The eight-member science department at Clarke N. Johnsen Junior High received USTA’s Science Department of the Year Award at the organization’s annual conference held Friday at Thanksgiving Point.
“Clarke N. Johnsen Junior High was nominated and selected because of the efforts the whole school and the science department have put into teaching students science,” said Duane Merrell, executive director of USTA and an associate teaching professor of physics and astronomy at Brigham Young University.
One reason Clarke Johnsen Junior High won the award was programs like “Super Science Days” which allow students to explore concepts like density, convection currents, and lighter-than-air vehicles by building hot air balloons, or motion and air drag by building paper drag racers.
“The award recognizes a school and the school science department for efforts to change the students’ attitudes and show growth in student achievement in science,” said Merrell.
Core test results show that students improved 20 percentage points in science competency from 2007 to 2011, from 65 percent to 85 percent.
Collaboration and teamwork are responsible for the science department’s success according to Clarke Johnsen Junior High science teacher Cheryl Dearing.
“We’ve coordinated our lessons so our students are studying the same thing at the same time and work together on lab rotations,” said Dearing.
For lab rotations, each teacher prepares two or three stations on the unit being studied and then students rotate from room to room participating in each lab.
“It allows students to benefit from the expertise of each science teacher,” said Thane St.

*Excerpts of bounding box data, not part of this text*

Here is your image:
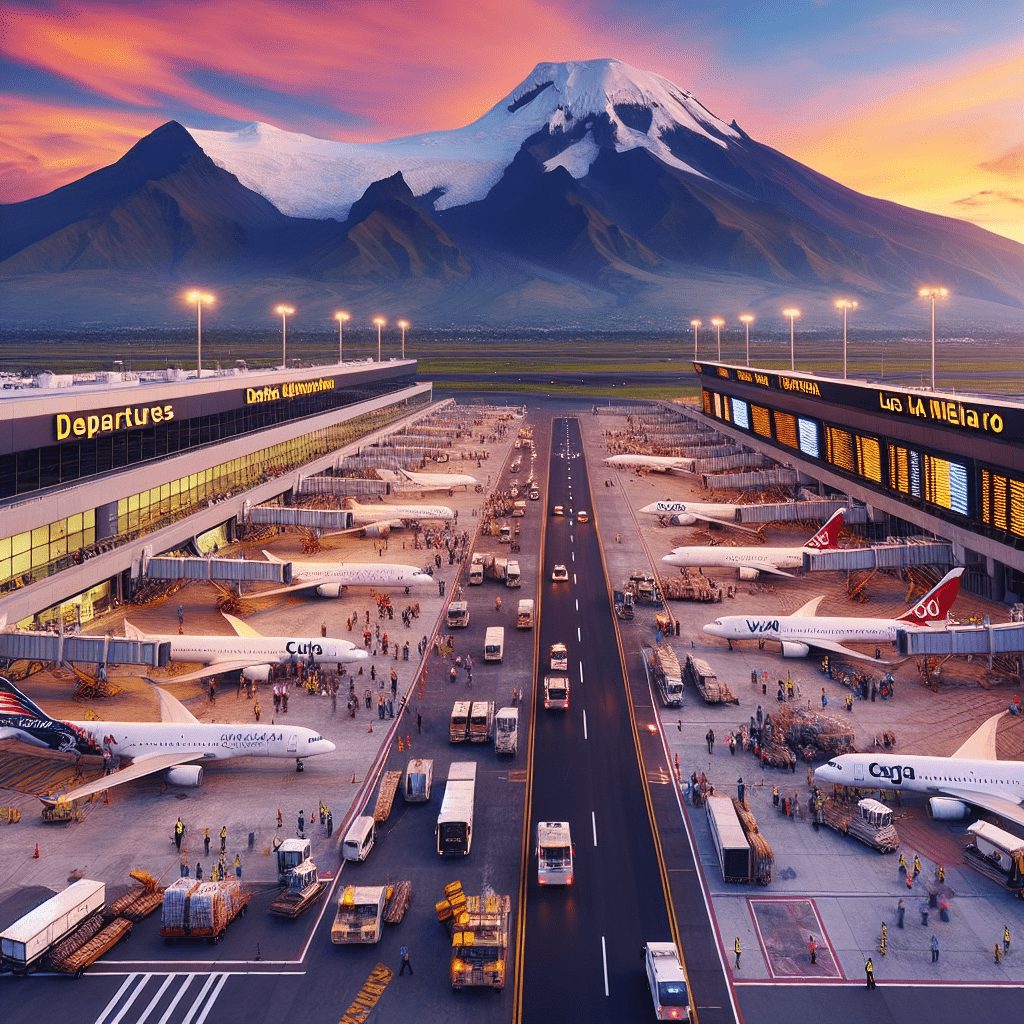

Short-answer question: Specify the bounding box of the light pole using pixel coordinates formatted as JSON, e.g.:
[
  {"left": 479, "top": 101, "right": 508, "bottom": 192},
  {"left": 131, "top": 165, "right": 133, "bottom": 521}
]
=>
[
  {"left": 782, "top": 309, "right": 800, "bottom": 373},
  {"left": 918, "top": 288, "right": 949, "bottom": 391},
  {"left": 334, "top": 313, "right": 349, "bottom": 367},
  {"left": 278, "top": 306, "right": 295, "bottom": 370},
  {"left": 739, "top": 313, "right": 754, "bottom": 366},
  {"left": 188, "top": 292, "right": 213, "bottom": 377},
  {"left": 711, "top": 316, "right": 725, "bottom": 362},
  {"left": 836, "top": 299, "right": 857, "bottom": 380}
]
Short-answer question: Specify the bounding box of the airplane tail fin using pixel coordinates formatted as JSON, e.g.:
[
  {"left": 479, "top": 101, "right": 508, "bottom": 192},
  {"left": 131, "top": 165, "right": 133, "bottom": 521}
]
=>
[
  {"left": 896, "top": 568, "right": 964, "bottom": 626},
  {"left": 804, "top": 509, "right": 846, "bottom": 551}
]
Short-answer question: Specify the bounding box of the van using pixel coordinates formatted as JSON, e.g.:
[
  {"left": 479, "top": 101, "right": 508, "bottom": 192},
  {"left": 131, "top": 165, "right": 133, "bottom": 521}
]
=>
[
  {"left": 444, "top": 601, "right": 469, "bottom": 630},
  {"left": 341, "top": 814, "right": 377, "bottom": 860},
  {"left": 401, "top": 758, "right": 434, "bottom": 804},
  {"left": 495, "top": 708, "right": 519, "bottom": 754},
  {"left": 449, "top": 700, "right": 469, "bottom": 743},
  {"left": 483, "top": 626, "right": 505, "bottom": 662}
]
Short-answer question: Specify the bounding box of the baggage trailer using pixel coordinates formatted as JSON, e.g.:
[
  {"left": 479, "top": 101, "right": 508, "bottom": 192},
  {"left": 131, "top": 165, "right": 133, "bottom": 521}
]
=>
[{"left": 0, "top": 879, "right": 106, "bottom": 975}]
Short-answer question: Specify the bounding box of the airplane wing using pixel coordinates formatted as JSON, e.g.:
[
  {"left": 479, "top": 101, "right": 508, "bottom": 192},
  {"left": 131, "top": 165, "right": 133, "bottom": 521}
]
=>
[
  {"left": 952, "top": 711, "right": 1007, "bottom": 761},
  {"left": 938, "top": 786, "right": 1024, "bottom": 825},
  {"left": 157, "top": 686, "right": 199, "bottom": 725},
  {"left": 39, "top": 751, "right": 203, "bottom": 807}
]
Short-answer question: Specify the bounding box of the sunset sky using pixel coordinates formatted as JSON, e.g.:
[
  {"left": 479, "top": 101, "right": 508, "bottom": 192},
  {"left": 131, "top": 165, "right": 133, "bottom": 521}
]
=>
[{"left": 0, "top": 0, "right": 1024, "bottom": 242}]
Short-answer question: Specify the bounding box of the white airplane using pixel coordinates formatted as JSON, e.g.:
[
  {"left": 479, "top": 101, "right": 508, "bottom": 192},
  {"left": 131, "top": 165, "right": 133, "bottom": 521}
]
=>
[
  {"left": 604, "top": 455, "right": 693, "bottom": 473},
  {"left": 814, "top": 712, "right": 1024, "bottom": 825},
  {"left": 253, "top": 551, "right": 437, "bottom": 597},
  {"left": 125, "top": 614, "right": 369, "bottom": 683},
  {"left": 662, "top": 509, "right": 846, "bottom": 580},
  {"left": 377, "top": 469, "right": 476, "bottom": 490},
  {"left": 703, "top": 568, "right": 964, "bottom": 662},
  {"left": 0, "top": 678, "right": 335, "bottom": 805}
]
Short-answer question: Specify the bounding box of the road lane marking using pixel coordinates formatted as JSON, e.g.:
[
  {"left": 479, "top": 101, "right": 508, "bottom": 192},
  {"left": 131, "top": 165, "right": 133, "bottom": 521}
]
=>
[{"left": 96, "top": 974, "right": 138, "bottom": 1024}]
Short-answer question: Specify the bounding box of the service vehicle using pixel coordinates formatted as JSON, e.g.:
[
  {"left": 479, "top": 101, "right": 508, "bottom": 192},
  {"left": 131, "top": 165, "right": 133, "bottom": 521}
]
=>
[
  {"left": 537, "top": 821, "right": 575, "bottom": 886},
  {"left": 544, "top": 676, "right": 569, "bottom": 711},
  {"left": 449, "top": 700, "right": 470, "bottom": 743},
  {"left": 548, "top": 643, "right": 569, "bottom": 672},
  {"left": 436, "top": 761, "right": 476, "bottom": 857},
  {"left": 644, "top": 942, "right": 690, "bottom": 1021},
  {"left": 341, "top": 814, "right": 377, "bottom": 860},
  {"left": 495, "top": 708, "right": 519, "bottom": 754},
  {"left": 444, "top": 601, "right": 469, "bottom": 630},
  {"left": 483, "top": 626, "right": 505, "bottom": 662},
  {"left": 331, "top": 886, "right": 387, "bottom": 946},
  {"left": 401, "top": 758, "right": 434, "bottom": 804},
  {"left": 469, "top": 700, "right": 495, "bottom": 743},
  {"left": 0, "top": 879, "right": 106, "bottom": 975}
]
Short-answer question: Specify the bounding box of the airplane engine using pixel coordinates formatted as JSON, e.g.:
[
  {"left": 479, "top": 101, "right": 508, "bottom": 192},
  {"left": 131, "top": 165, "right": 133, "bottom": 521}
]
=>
[
  {"left": 164, "top": 765, "right": 203, "bottom": 790},
  {"left": 928, "top": 797, "right": 971, "bottom": 821}
]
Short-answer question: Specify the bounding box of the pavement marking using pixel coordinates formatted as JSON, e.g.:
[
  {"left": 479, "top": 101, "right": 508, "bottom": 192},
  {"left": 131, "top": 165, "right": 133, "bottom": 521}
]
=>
[{"left": 339, "top": 964, "right": 394, "bottom": 1024}]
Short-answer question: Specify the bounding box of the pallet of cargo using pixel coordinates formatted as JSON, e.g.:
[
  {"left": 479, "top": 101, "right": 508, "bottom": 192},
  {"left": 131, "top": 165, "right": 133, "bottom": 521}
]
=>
[
  {"left": 50, "top": 918, "right": 132, "bottom": 978},
  {"left": 384, "top": 879, "right": 413, "bottom": 925},
  {"left": 374, "top": 771, "right": 401, "bottom": 824}
]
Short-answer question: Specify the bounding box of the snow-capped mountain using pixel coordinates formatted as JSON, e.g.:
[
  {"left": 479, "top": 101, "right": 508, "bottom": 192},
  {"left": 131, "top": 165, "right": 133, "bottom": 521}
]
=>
[{"left": 188, "top": 59, "right": 740, "bottom": 220}]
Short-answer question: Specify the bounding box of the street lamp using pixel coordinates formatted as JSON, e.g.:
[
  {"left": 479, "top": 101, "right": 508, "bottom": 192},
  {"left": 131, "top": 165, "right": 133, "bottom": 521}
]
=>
[
  {"left": 918, "top": 288, "right": 949, "bottom": 391},
  {"left": 836, "top": 299, "right": 857, "bottom": 380},
  {"left": 782, "top": 309, "right": 800, "bottom": 373},
  {"left": 188, "top": 292, "right": 213, "bottom": 377},
  {"left": 739, "top": 313, "right": 754, "bottom": 366},
  {"left": 334, "top": 313, "right": 349, "bottom": 367},
  {"left": 278, "top": 306, "right": 295, "bottom": 370},
  {"left": 711, "top": 316, "right": 725, "bottom": 362}
]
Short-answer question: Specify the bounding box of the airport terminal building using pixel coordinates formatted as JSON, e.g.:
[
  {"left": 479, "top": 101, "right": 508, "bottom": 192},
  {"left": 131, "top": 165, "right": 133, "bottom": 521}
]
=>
[
  {"left": 0, "top": 359, "right": 432, "bottom": 627},
  {"left": 694, "top": 362, "right": 1024, "bottom": 601}
]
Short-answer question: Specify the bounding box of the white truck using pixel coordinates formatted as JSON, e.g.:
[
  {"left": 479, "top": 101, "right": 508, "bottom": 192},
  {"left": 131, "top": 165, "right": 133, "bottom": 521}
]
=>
[
  {"left": 495, "top": 708, "right": 519, "bottom": 755},
  {"left": 0, "top": 879, "right": 106, "bottom": 975}
]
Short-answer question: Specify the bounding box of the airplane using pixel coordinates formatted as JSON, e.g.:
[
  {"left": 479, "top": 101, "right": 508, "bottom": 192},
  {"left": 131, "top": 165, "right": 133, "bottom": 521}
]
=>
[
  {"left": 662, "top": 509, "right": 846, "bottom": 580},
  {"left": 703, "top": 568, "right": 964, "bottom": 662},
  {"left": 125, "top": 614, "right": 369, "bottom": 683},
  {"left": 377, "top": 469, "right": 476, "bottom": 490},
  {"left": 0, "top": 677, "right": 335, "bottom": 806},
  {"left": 814, "top": 711, "right": 1024, "bottom": 825},
  {"left": 604, "top": 455, "right": 693, "bottom": 473},
  {"left": 252, "top": 551, "right": 437, "bottom": 597},
  {"left": 639, "top": 501, "right": 758, "bottom": 534}
]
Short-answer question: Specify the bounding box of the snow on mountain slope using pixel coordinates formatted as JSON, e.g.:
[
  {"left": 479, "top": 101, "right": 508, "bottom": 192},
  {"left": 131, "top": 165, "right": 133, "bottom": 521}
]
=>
[{"left": 188, "top": 59, "right": 739, "bottom": 219}]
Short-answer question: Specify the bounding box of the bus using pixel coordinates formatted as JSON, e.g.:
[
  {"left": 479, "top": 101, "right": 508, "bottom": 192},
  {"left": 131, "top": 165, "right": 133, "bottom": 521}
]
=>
[{"left": 436, "top": 761, "right": 476, "bottom": 857}]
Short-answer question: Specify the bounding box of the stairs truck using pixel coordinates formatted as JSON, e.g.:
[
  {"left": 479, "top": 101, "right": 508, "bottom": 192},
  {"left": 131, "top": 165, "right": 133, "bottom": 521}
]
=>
[{"left": 435, "top": 882, "right": 512, "bottom": 992}]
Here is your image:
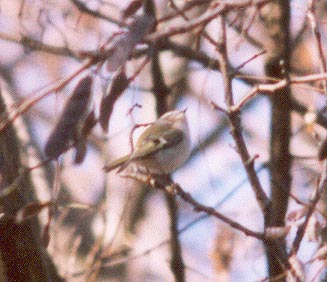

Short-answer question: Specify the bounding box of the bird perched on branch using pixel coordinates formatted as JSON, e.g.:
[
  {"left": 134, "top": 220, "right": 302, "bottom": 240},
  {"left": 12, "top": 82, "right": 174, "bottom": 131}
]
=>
[{"left": 104, "top": 110, "right": 191, "bottom": 174}]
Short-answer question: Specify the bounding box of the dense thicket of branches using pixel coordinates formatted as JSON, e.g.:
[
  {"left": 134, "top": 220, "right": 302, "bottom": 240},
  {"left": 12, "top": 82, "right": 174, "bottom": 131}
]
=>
[{"left": 0, "top": 0, "right": 327, "bottom": 281}]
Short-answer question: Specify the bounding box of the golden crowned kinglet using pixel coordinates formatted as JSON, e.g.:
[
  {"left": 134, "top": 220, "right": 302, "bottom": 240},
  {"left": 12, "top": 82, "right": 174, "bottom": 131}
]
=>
[{"left": 104, "top": 110, "right": 191, "bottom": 174}]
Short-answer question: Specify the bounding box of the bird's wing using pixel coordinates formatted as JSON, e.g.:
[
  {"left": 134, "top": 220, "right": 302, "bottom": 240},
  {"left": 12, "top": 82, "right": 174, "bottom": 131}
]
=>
[
  {"left": 103, "top": 128, "right": 184, "bottom": 172},
  {"left": 130, "top": 128, "right": 184, "bottom": 161},
  {"left": 103, "top": 155, "right": 130, "bottom": 172}
]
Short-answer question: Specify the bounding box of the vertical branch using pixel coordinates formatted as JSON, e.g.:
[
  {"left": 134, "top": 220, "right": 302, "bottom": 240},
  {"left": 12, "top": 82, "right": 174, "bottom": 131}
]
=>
[
  {"left": 144, "top": 0, "right": 185, "bottom": 282},
  {"left": 0, "top": 87, "right": 62, "bottom": 281},
  {"left": 308, "top": 0, "right": 327, "bottom": 95},
  {"left": 261, "top": 0, "right": 291, "bottom": 281}
]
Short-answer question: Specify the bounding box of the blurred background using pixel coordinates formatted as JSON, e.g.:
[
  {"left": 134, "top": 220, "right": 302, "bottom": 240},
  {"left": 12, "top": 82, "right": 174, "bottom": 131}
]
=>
[{"left": 0, "top": 0, "right": 327, "bottom": 281}]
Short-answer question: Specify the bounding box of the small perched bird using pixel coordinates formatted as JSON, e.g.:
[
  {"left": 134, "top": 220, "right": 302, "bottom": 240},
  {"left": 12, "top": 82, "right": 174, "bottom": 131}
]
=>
[{"left": 104, "top": 110, "right": 191, "bottom": 174}]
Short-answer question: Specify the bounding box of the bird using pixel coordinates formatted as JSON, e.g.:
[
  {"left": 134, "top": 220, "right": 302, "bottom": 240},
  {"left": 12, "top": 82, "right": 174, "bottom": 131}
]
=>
[{"left": 104, "top": 109, "right": 191, "bottom": 175}]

Clair, the school’s science department chairman. “Students get more of a hands on experience than I could do if I were preparing these labs myself.”
Last week, the school’s science students were doing a lab rotation on weathering, erosion, and deposition.
In one room, students observed a miniature glacier as it made its way down a simulated mountain slope. In another room, they made piles of sand in a wave tank and then noted the effects of various waves on the sand. In a third room, they recorded observations of the patterns of settlement of different size of rocks and sand in a jar of water.
Dearing displayed in her room a picture of the Stansbury Mountain range covered in snow so students could make the connection between what was going on in the classroom and what they could see out the window.
Science education goes beyond memorizing facts, said Dearing.
“Each student is given a worksheet for the labs to record their observations, and it also asks them to make conclusions based on their observations and facts,” said Dearing.
Merrell visited Clarke Johnsen Junior High on a day the science teachers were studying density.
“They did a human dunk tank to calculate body density,” said Merrell. “It was wonderful. Students were willing to get wet for science.”